Chemical and physical data
- Formula: C_{11}H_{17}NO_{3}
- Molar mass: 211.261 g·mol^{−1}
- 3D model (JSmol): Interactive image;
- SMILES COc1cc(C)c(cc1C(O)CN)OC;
- InChI InChI=1S/C11H17NO3/c1-7-4-11(15-3)8(9(13)6-12)5-10(7)14-2/h4-5,9,13H,6,12H2,1-3H3; Key:WCURBUJUIMRCCJ-UHFFFAOYSA-N;

= BOHD (drug) =

BOHD, also known as 4-methyl-2,5-dimethoxy-β-hydroxyphenethylamine or as β-hydroxy-2C-D, is a drug of the phenethylamine, 2C, and BOx families. It is the β-hydroxy derivative of 2C-D.

==Use and effects==
In his book PiHKAL (Phenethylamines I Have Known and Loved), Alexander Shulgin lists BOHD's dose as greater than 50 mg orally and its duration as unknown. Its effects have been reported to include a marked drop in blood pressure without any change in heart rate, suggestive of adrenolytic toxicity.
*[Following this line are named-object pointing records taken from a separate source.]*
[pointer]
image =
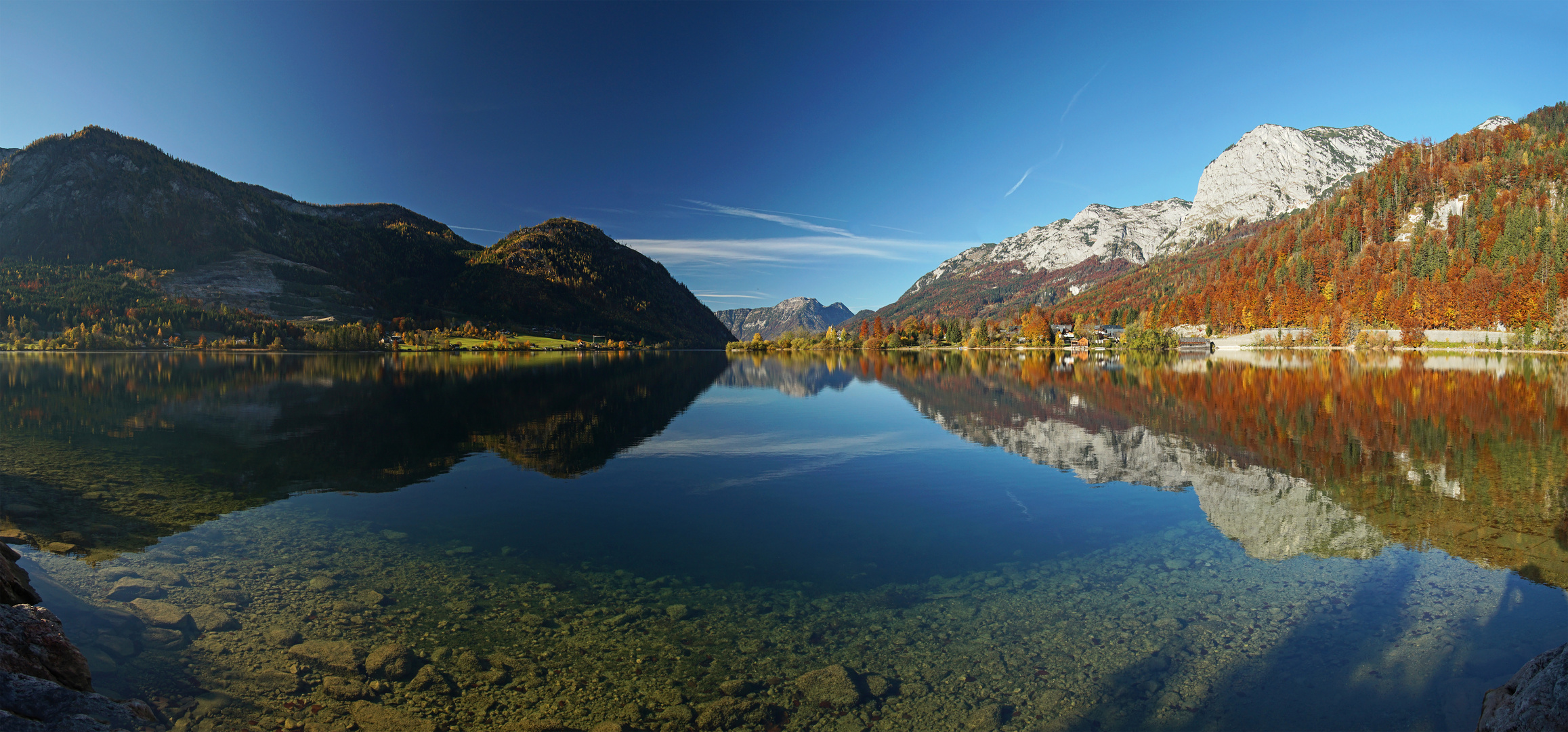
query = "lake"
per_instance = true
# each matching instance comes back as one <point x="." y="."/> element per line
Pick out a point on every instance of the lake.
<point x="1019" y="542"/>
Higher doses were not explored and other effects not observed or described.

==Chemistry==
===Synthesis===
The chemical synthesis of BOHD has been described.

===Analogues===
Analogues of BOHD include BOHB (β-hydroxy-2C-B), BOD (β-methoxy-2C-D), and BOB (β-methoxy-2C-B), among others.

==History==
BOHD was first described in the scientific literature by Beng T. Ho and colleagues in 1970. Subsequently it was described in greater detail by Alexander Shulgin in his 1991 book PiHKAL (Phenethylamines I Have Known and Loved).

==Society and culture==
===Legal status===
====Canada====
BOHD is a controlled substance in Canada under phenethylamine blanket-ban language.

====United Kingdom====
This substance is a Class A drug under the UK Misuse of Drugs Act 1971.

====United States====
In the United States, BOHD is a Schedule I isomer of mescaline.